L’abaissement des taux d’homocystéine est obligatoire. Or ce taux élevé est le résultat d’une importante consommation de protéines animales, d’une carence en légumes et fruits riches en acide folique, d’une insuffisance en vitamine B6 et en vitamine B12. Selon des données récentes presque 50% des Américains, gros mangeurs de viandes et de produits laitiers, sont carencés en vitamine B12.
Fumer est une cause directe de l’élévation des taux d’homocystéine car fumer entraîne une carence en vitamine B12. Consommer de l’alcool sous n’importe quelle forme entraîne une carence en acide folique et donc élève les taux d’homocystéine. Le café, le sucre raffiné, les émotions négatives et le stress rongent les vitamines B et entretiennent un état inflammatoire propre aux maladies de civilisation.
La méthylation anti-cancer s’obtient par des réactions biochimiques à partir de donneurs de méthyle. Les indispensables donneurs de méthyle sont : les protéines riches en méthionine, la bétaïne, et les folates (acide folique, B12, B6), ceux-ci étant activés par la vitamine B2 et le zinc qui potentialisent les réactions biochimiques.
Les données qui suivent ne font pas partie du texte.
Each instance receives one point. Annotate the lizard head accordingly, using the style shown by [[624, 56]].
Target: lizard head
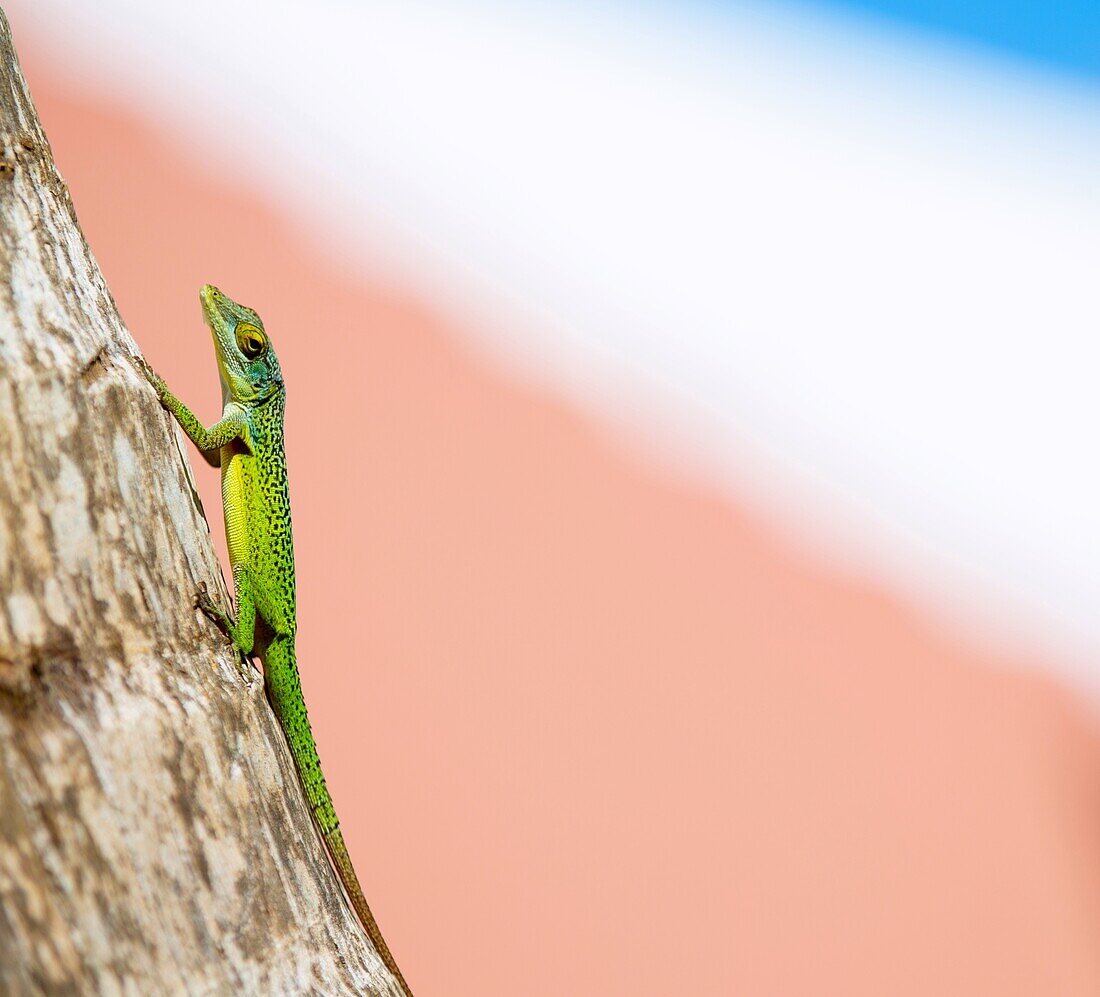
[[249, 369]]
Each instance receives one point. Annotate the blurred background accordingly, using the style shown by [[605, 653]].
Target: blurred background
[[692, 441]]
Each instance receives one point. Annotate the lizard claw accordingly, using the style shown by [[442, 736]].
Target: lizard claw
[[142, 366], [204, 602], [207, 605]]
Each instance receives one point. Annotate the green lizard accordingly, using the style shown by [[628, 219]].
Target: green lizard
[[246, 444]]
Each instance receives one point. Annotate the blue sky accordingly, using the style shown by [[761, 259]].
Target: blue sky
[[1062, 34]]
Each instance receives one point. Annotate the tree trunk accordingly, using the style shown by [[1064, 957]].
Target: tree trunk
[[153, 835]]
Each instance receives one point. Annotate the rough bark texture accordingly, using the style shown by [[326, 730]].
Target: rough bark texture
[[153, 836]]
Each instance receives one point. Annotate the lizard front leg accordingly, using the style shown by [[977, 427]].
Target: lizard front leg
[[232, 425]]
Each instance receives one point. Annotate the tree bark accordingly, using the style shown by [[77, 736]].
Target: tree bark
[[153, 834]]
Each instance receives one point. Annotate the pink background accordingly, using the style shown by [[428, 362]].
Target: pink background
[[635, 741]]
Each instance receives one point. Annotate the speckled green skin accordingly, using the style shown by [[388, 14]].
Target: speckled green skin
[[246, 444]]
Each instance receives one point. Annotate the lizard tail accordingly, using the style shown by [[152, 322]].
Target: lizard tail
[[284, 690]]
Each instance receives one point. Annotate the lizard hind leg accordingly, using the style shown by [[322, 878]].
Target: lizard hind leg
[[241, 632]]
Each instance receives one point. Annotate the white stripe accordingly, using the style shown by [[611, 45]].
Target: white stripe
[[862, 270]]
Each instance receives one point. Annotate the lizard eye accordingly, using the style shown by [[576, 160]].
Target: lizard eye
[[250, 340]]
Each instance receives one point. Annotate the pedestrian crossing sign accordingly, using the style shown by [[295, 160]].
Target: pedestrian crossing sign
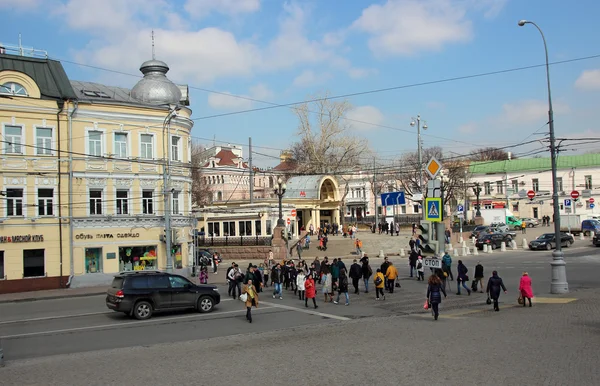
[[433, 209]]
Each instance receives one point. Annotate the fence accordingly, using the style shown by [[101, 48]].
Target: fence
[[233, 241]]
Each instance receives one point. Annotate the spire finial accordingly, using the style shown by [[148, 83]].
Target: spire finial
[[153, 54]]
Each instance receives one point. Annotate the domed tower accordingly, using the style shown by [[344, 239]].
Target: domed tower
[[155, 88]]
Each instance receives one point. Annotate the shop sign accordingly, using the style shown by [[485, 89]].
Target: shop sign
[[22, 239], [87, 236]]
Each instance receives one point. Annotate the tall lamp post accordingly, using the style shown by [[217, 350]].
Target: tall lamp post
[[280, 191], [477, 191], [559, 283], [417, 121]]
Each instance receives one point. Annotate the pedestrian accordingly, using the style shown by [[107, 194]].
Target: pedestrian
[[495, 283], [420, 269], [300, 280], [462, 278], [276, 279], [355, 275], [434, 294], [366, 271], [379, 283], [343, 287], [525, 288], [311, 291], [251, 299], [447, 264], [391, 274], [479, 277]]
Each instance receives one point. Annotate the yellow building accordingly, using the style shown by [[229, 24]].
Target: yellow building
[[82, 175]]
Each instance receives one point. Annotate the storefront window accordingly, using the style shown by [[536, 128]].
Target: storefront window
[[93, 260], [137, 258]]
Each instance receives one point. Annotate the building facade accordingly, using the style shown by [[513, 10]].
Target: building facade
[[83, 175], [504, 184]]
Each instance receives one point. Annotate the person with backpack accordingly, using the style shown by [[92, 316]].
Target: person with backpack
[[379, 284], [447, 264]]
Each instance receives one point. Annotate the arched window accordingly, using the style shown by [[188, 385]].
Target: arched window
[[12, 88]]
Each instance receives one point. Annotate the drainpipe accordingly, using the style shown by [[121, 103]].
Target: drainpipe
[[70, 134], [61, 107]]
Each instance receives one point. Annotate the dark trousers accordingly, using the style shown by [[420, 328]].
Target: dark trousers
[[391, 285]]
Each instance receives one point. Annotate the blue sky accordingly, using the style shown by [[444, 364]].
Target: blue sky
[[287, 51]]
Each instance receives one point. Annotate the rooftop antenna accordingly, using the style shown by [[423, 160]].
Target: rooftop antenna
[[153, 54]]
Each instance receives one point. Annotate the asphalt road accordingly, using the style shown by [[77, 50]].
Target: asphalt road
[[65, 326]]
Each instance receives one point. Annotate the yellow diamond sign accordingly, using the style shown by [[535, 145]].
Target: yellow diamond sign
[[433, 167]]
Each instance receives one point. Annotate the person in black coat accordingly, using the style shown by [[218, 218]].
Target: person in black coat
[[493, 289], [355, 275], [435, 289]]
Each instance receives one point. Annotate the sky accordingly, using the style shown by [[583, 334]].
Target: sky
[[400, 59]]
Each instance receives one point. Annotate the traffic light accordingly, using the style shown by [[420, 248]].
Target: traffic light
[[428, 244]]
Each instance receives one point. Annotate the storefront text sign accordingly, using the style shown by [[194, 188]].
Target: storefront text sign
[[22, 239]]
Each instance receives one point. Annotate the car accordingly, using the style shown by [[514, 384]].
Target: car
[[531, 222], [142, 293], [547, 241], [493, 239]]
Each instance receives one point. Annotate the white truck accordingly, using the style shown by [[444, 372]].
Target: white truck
[[500, 215]]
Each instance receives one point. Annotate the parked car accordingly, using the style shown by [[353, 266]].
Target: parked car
[[141, 293], [531, 222], [548, 241], [494, 240]]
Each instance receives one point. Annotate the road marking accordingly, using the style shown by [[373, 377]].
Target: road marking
[[68, 316], [126, 324], [306, 311]]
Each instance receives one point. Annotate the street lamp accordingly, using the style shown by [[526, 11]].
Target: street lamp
[[417, 122], [477, 191], [559, 283], [280, 191]]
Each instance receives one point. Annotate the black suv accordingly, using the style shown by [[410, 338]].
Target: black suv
[[141, 293]]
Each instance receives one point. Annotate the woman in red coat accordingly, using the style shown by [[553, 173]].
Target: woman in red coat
[[311, 291], [525, 288]]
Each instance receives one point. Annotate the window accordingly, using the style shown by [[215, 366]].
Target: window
[[43, 137], [14, 137], [14, 202], [147, 146], [34, 263], [487, 188], [500, 187], [95, 143], [45, 201], [175, 153], [559, 184], [175, 203], [13, 88], [515, 184], [147, 202], [95, 202], [122, 202], [258, 227], [121, 145]]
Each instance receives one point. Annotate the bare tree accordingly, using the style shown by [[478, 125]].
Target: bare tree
[[489, 154], [201, 193]]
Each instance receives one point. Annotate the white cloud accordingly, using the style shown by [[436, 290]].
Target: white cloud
[[365, 117], [589, 80], [529, 111], [410, 26], [202, 8]]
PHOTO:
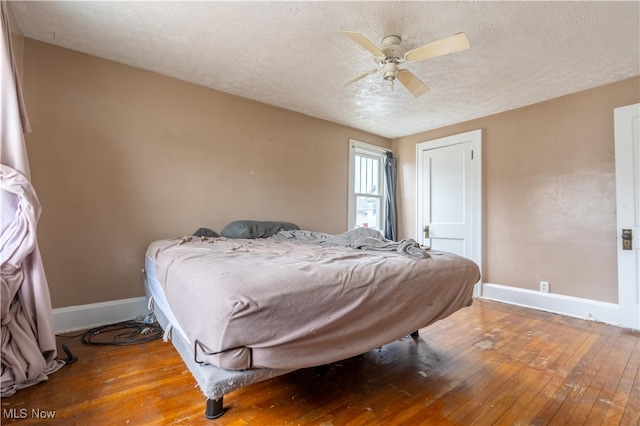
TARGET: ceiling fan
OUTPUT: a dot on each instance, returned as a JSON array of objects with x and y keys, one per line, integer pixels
[{"x": 392, "y": 53}]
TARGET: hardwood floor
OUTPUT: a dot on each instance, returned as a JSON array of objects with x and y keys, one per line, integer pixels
[{"x": 488, "y": 364}]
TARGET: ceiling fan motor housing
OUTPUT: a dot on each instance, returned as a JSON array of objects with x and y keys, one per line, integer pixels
[{"x": 392, "y": 48}]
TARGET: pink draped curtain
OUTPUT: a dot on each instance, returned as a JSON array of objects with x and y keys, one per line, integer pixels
[{"x": 27, "y": 332}]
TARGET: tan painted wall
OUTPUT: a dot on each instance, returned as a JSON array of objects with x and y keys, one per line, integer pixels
[
  {"x": 121, "y": 156},
  {"x": 548, "y": 192}
]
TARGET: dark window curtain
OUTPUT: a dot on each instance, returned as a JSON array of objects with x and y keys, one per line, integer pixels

Pour optimiser le capital méthyle, les meilleures sources végétales de méthionine sont : la farine de soja, les arachides grillées, les lentilles, les haricots secs, les pistaches, les amandes.
Les meilleures sources végétales de bétaïne sont : les betteraves rouges, le brocoli, les épinards, les céréales entières.
Les meilleures sources végétales des vitamines B sont : les levures alimentaires, les graines de sésame, tournesol, courge, etc., les céréales entières, les noix, les légumineuses, les légumes verts, les fruits.
Tous ces aliments végétaux sont également de très bonnes sources de zinc.
Ainsi, brocoli, noix de Grenoble, huile d’olive, myrtilles, graines de lin, de citrouille, de courge, épinards, champignons, tomate, avocat, asperges, grenade, haricots, céréales complètes, etc., sont tous des aliments épigénétiquement favorables dans la prévention et le traitement des cancers. Le régime végétarien les connaît tous, et les utilise quotidiennement dans le cadre d’une vie sans tabac et sans alcool.
Cependant, n’oublions pas que nos émotions, nos traumatismes, nos souffrances morales et autres, les bouleversements sociaux, naturels et politiques, sont également de puissants marqueurs de notre épigénome. Et les antidotes à toutes ces douloureuses réalités humaines ne sont, certes, pas alimentaires…
Il reste que l’épigénétique est une nouvelle voie d’étude permettant une lutte éclairée contre le cancer. Je vous souhaite le bonheur du végétarisme !

Danièle Starenkyj© 2013
Ecrivain et conférencière sur la nutrition¯¯¯¯¯¯¯¯¯¯¯¯¯¯¯¯¯

Références
1. Colmant É., Starenkyj D., Enfin mince, Orion, 2010.
2. Starenkyj D., La santé totale, Orion, 2009.
3. D’Alessio A., Szyf M., Epigenetic tête-à-tête: the bilateral relationship between chromatin modifications and DNA methylation, Biochemistry and Cell Biology 84 (4):463-476, 2006.
4. Ornish D., et coll., Changes in prostate gene expression in men undergoing an intensive nutrition and lifestyle intervention, Proceedings of the National Academy of Sciences 105 (24):8369-8374, 2008.
5. L’étude EPIC, Enquête prospective européenne sur le cancer et la nutrition.
6. Starenkyj D., Le bonheur du végétarisme – principes de vie et recettes, Orion, 2008.